Tag Archive for WWF

Word 2007 and Sharepoint Workflows

I’ve got a couple of questions about Word 2007 integration with Sharepoint 2007, and several problems that occur because of it:

The Mysterious Checked-Out Error

Let’s say I have a workflow attached to a document library which creates a data collection task, and when that task is completed updates the document metadata with the task data (say, “Ask for Comments”). For some reason if I leave the document open in Word and complete the task, I get an error in the workflow claiming the document is checked out and can’t be updated.

Needless to say, the document isn’t. Word only checks out the document before the actual save operation, not whenever it’s open. If my workflow updates the metadata directly, without a data collection task, it does work. If Word is closed – it does work.

Even more strangely – if instead of updating the metadata I try to delete the item, it works without a hitch. Update – no. Delete – no problem.

I’m pretty much stumped here, and I’d appreciate any idea.

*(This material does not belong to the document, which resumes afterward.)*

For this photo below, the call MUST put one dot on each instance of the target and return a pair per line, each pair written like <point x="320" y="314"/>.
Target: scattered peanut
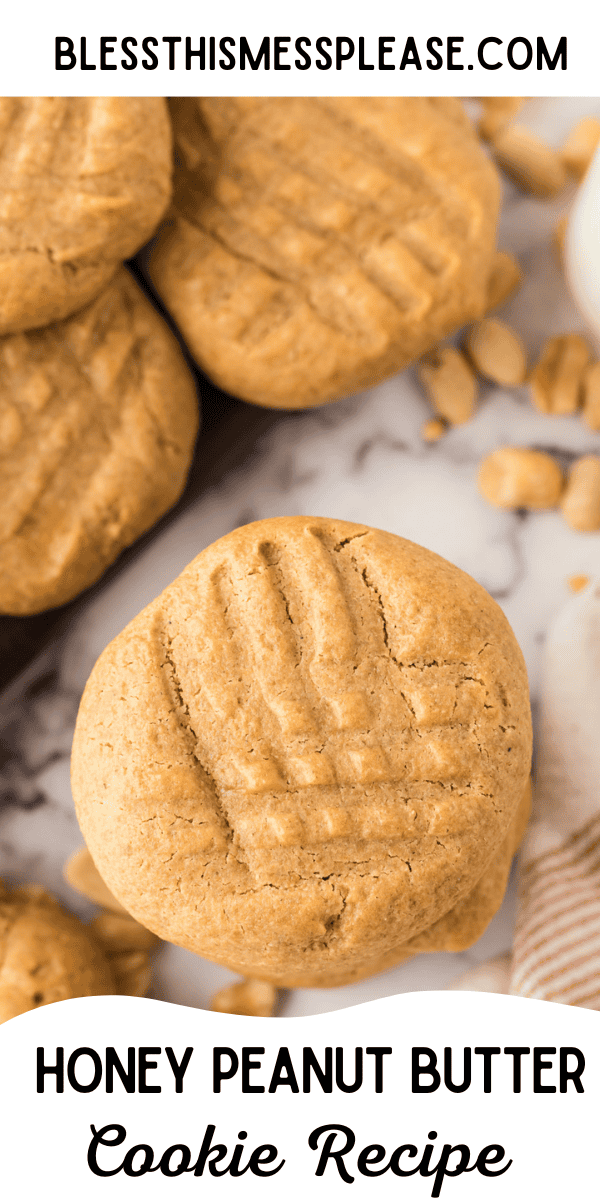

Automatically Closing Word’s Connection

Now we have a different workflow – once I’ve saved my document to the library, a workflow evaluates the metadata and moves it to a new folder depending on the context. Copied aside and then erased, or possibly renamed based on some bit of metadata. The workflow works fine and the document vanishes from the library, but Word is still open and still points to the original location. If the user corrects a single word and presses Ctrl-S, the document will be resaved to the original location, the workflow restarted an a new copy made.

Is there a way to force Word to update the folder or file it’s pointing to? Alternately, a way to cause Word to close the document after saving?

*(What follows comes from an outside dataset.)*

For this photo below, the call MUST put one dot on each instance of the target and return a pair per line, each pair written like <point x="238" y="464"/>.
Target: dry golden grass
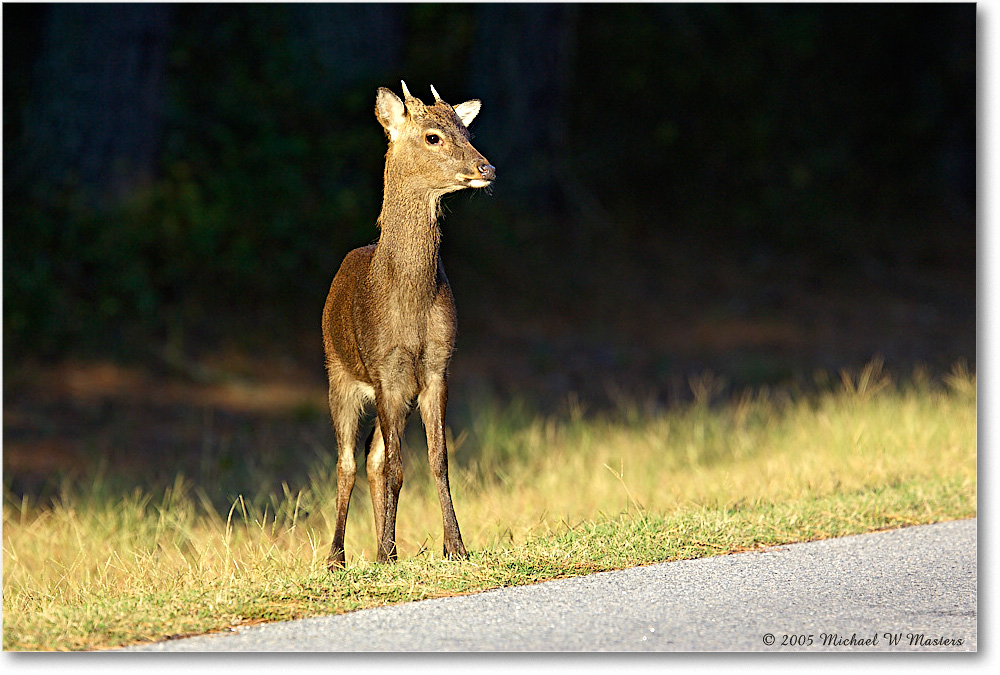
<point x="537" y="497"/>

MOSS Workflows are versioned

I was asked today about MOSS’s behavior when workflows are changed midstream. Say I have a document library with a Workflow attached to it, start a few long-running (non-immediate) workflows, then change the workflow before they’re completed – will they keep running? Will they use the new workflow or the old, from that point on?

I had hoped for the former, but expected the latter. You can’t switch flow in midstream (if you’ll pardon my mishmash of similar metaphors), since a newer activity might rely on a variable created by a previous action – one that never took place.

Armed with a burning scientific curiosity and a lack of something to do while the motorway was jammed due to an accident, I set out to check my hypothesis:


1) Create a document library with three fields – two text fields and a Yes/No field. The two text fields represent actions taken before and after the change, while the yes/no field is to simulate a long-running workflow that requires other user’s interaction:


2) Create a simple workflow that updates the Step1 field and then waits around until the Waiting field is set to No:


This worked fine, of course – a new document would start the workflow and get its field set to Step1, then wait until I unchecked the Waiting field and then completed. I created another document and left it in the Waiting state.

3) Update the workflow and add another action after waiting – simply setting a value to the post-wait Step2:


4) Try it out. I created a new document and verified that Step1 was set before waiting, and Step2 set after waiting. Then I unchecked the Waiting flag on the old document, created with the original workflow.

As expected, Step2 did not get assigned for that document. Despite the fact that the latest version of the workflow had a new action after the Wait, the document was attached to the older version of the workflow, and not the newer. This was also true when I added the second action in a different Workflow Step, rather than a second Action in the same step.

This can be easily seen inside Sharepoint Designer, where we can see that the Workflow’s XOML file is just another file stored in just another document library – and like any other document library, it supports file versioning:



This is a potential cause for confusion – if we have many workflows active and are then required to make a change to it, it’s hard to know which workflow is running for which document. The ideal solution would be to complete or terminate all workflows before making a change, but that’s hardly a realistic solution for modifying production systems.

Some thoughts on uninstalling Sharepoint ’12’ Beta 1

I’m uninstalling an old beta of the Sharepoint servers from a VPC I have on my computer to make room for the newer Beta 2 servers, and I noticed several things:

1) The installation originally required a then-current build of Windows Workflow Foundation to install. However, it appears that it also requires it to UNINSTALL. I had to find the old installation of WWF Beta 1.2 and reinstall it. It is no longer available on Microsoft Downloads except as part of the 100MB package containing the Visual Studio extensions. Actual package size – 2.5Mb.

2) Uninstallation CRAWLS under VPC (512MB RAM, running on a USB2.0 external harddrive).

3) Is it my imagination? Does it… is it…
No, it’s true. The progress bar for the uninstallation actually does go BACK a few pixels every once in a while. You probably won’t notice it if it isn’t crawling on a background VPC, but it’s true. It’s rocking back and forth. Weird.